Contents
Many problems in image processing, computer graphics, and computer vision can be posed as “translating” an input image into a corresponding output image, each of these tasks has been tackled with separate, special-purpose machinery, despite the fact that the setting is always the same: predict pixels from pixels.
Our goal in this paper is to develop a common framework for all these problems. Pix2pix model is a conditional GAN, which includes two modules--generator and discriminator. This model transforms an input image into a corresponding output image. The essence of the model is the mapping from pixel to pixel.
Paper: Phillip Isola, Jun-Yan Zhu, Tinghui Zhou, and Alexei A. Efros. "Image-to-Image Translation with Conditional Adversarial Networks", in CVPR 2017.
The Pix2Pix contains a generation network and a discriminant networks.In the generator part, the model can be any pixel to pixel mapping network (in the raw paper, the author proposed to use Unet). In the discriminator part, a patch GAN is used to judge whether each N*N patches is fake or true, thus can improve the reality of the generated image.
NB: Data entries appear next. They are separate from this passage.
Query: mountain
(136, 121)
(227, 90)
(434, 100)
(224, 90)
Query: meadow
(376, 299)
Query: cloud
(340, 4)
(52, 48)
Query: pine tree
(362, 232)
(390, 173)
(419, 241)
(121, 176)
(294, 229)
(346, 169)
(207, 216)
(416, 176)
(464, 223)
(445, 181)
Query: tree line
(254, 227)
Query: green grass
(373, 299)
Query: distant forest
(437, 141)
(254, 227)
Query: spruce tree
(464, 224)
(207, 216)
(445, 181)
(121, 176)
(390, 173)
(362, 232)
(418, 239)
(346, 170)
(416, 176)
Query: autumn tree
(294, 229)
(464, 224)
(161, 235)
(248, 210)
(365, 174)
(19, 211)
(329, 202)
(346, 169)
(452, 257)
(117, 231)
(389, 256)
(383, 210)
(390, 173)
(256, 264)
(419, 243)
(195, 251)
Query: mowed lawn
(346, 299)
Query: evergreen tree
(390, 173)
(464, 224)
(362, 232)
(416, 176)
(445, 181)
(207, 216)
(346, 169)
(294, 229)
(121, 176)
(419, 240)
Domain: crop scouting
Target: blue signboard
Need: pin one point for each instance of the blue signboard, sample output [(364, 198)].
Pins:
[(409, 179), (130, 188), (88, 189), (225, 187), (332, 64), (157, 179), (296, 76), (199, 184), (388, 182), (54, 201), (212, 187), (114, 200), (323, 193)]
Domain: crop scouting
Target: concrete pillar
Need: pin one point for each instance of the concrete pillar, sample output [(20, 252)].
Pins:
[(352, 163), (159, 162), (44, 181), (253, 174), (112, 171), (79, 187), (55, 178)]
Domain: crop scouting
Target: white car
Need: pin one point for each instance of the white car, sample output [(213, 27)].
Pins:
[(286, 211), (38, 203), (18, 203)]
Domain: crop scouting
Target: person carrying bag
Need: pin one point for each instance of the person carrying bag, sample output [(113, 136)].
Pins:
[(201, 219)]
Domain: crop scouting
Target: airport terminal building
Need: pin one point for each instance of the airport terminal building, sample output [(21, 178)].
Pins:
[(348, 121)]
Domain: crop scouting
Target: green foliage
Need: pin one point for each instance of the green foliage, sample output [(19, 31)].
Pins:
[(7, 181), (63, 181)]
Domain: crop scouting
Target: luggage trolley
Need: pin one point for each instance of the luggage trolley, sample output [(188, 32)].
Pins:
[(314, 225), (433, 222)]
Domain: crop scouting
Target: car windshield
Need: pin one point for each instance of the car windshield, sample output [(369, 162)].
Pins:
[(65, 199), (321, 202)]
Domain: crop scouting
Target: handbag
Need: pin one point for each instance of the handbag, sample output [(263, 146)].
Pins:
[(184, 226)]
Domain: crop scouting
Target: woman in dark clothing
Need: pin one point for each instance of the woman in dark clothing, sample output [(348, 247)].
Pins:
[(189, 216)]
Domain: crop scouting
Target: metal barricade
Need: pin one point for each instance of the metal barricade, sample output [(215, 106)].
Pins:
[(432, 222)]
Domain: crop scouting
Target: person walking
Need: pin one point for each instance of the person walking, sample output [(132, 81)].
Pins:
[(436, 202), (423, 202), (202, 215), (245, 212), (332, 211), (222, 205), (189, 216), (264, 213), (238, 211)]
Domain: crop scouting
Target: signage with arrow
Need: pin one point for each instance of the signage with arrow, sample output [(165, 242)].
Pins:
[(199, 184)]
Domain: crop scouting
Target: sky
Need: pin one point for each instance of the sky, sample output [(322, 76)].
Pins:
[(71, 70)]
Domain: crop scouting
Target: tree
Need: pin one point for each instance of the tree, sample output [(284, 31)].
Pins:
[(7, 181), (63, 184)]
Generator(Unet-Based) architectures:
Encoder:
C64-C128-C256-C512-C512-C512-C512-C512
Decoder:
CD512-CD1024-CD1024-C1024-C1024-C512-C256-C128
Discriminator(70 × 70 discriminator) architectures:
C64-C128-C256-C512
Note: Let Ck denote a Convolution-BatchNorm-ReLU layer with k filters. CDk denotes a Convolution-BatchNorm-Dropout-ReLU layer with a dropout rate of 50%.
Dataset_1 used: facades
Dataset size: 29M, 606 images
400 train images
100 validation images
106 test images
Data format:.jpg images
Dataset_2 used: maps
Dataset size: 239M, 2194 images
1096 train images
1098 validation images
Data format:.jpg images
Note: We provide data/download_Pix2Pix_dataset.sh to download the datasets.
- Hardware(Ascend)
- Prepare hardware environment with Ascend processor.
- Framework
- For more information, please check the resources below:
- Python==3.8.5
- Mindspore==1.2
The entire code structure is as following:
.Pix2Pix
├─ README.md # descriptions about Pix2Pix
├─ data
└─download_Pix2Pix_dataset.sh # download dataset
├── scripts
└─run_infer_310.sh # launch ascend 310 inference
└─run_train_ascend.sh # launch ascend training(1 pcs)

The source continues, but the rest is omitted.